In this day and age, Filipino hospitality is sometimes perceived as a myth to promote the Philippine tourism or that the unusual kindness is just an act, full of insincerity and sycophancy in order to get something in return. This may be true in the eyes of people who don’t understand the origin of this trait that best describe the Filipinos among other nationalities.
A well-recognized Philippine historian, Teodoro A. Agoncillo, mentioned in his book, History of the Filipino People, that hospitality and most Filipino traits were acquired from the Malayan traditions. The Malays, led by the sovereignty of a Datu, were known as the first to migrate and inhabit the Southern regions of the country; long before Ferdinand Magellan discovered the Philippines. It is in the small communities called barangays where most of the core traits of the Filipinos had developed.
This noble intention can be perceived negatively by others in some cases. The most common misconception of the Filipino hospitality is the thought that Filipinos are putting their guests, particularly the foreigners up on the pedestal because of inferiority and servility. The best example of this was when the Spaniards first step foot on the country.

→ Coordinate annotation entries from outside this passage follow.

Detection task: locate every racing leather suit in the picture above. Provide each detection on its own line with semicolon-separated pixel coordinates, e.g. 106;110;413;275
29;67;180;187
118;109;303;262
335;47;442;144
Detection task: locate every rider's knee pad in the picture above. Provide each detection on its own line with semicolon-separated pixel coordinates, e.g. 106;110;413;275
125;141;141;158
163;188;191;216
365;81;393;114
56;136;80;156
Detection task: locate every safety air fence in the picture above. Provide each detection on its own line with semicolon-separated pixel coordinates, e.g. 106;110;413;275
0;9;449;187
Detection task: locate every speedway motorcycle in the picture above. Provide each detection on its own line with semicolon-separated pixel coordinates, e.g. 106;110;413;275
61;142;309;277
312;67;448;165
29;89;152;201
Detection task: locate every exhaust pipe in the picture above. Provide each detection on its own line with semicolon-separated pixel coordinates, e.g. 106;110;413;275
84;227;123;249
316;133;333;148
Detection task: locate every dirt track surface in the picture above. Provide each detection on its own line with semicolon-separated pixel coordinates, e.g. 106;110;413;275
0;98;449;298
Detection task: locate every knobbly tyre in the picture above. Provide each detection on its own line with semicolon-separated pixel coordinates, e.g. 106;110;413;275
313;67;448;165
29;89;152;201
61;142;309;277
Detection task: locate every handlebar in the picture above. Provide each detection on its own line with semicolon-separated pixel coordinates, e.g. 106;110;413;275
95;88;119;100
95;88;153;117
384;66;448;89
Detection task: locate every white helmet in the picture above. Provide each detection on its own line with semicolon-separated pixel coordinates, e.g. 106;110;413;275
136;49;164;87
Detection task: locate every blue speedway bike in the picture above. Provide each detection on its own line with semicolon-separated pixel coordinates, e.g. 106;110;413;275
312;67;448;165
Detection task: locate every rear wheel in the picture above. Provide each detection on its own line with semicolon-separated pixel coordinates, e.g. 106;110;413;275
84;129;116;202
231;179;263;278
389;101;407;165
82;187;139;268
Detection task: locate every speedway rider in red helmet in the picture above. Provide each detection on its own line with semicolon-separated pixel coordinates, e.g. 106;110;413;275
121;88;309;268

In the contrary, the truth behind Filipino hospitality is the thought that no guest or visitor should get harm under one’s roof as Filipinos values the utmost loyalty of a friend to the extent that friends are treated as family. They also have a high regard to their family name and reputation that any reasons to be shunned by society is something to be avoided.
Filipino hospitality in families
Filipino hospitality knows no bounds whether you’re a foreigner or a fellow Filipino and being sensitive to the needs of a house guest knows no socio-economic status. If visitors come unannounced after meal time in any Filipino home, expect some snacks and drinks to be served. Also, if a relative or a family friend will have to stay for the night, the most comfortable room and bed will be provided even if it means that some members of the family will have to share a bed for that evening. On the other hand, a typical Filipino visitor has always some sort of token or presents to offer the host whether it’s in a form delicacy or a new gadget from overseas. It is merely a small gesture of gratitude for accommodating them in spite of short or no notice at all and not because of anything else. So in actuality, Filipino hospitality goes both ways whether you are a visitor or if you are the visited. Very good to know whenever dropping by and you can expect to make friends quickly in this beautiful country.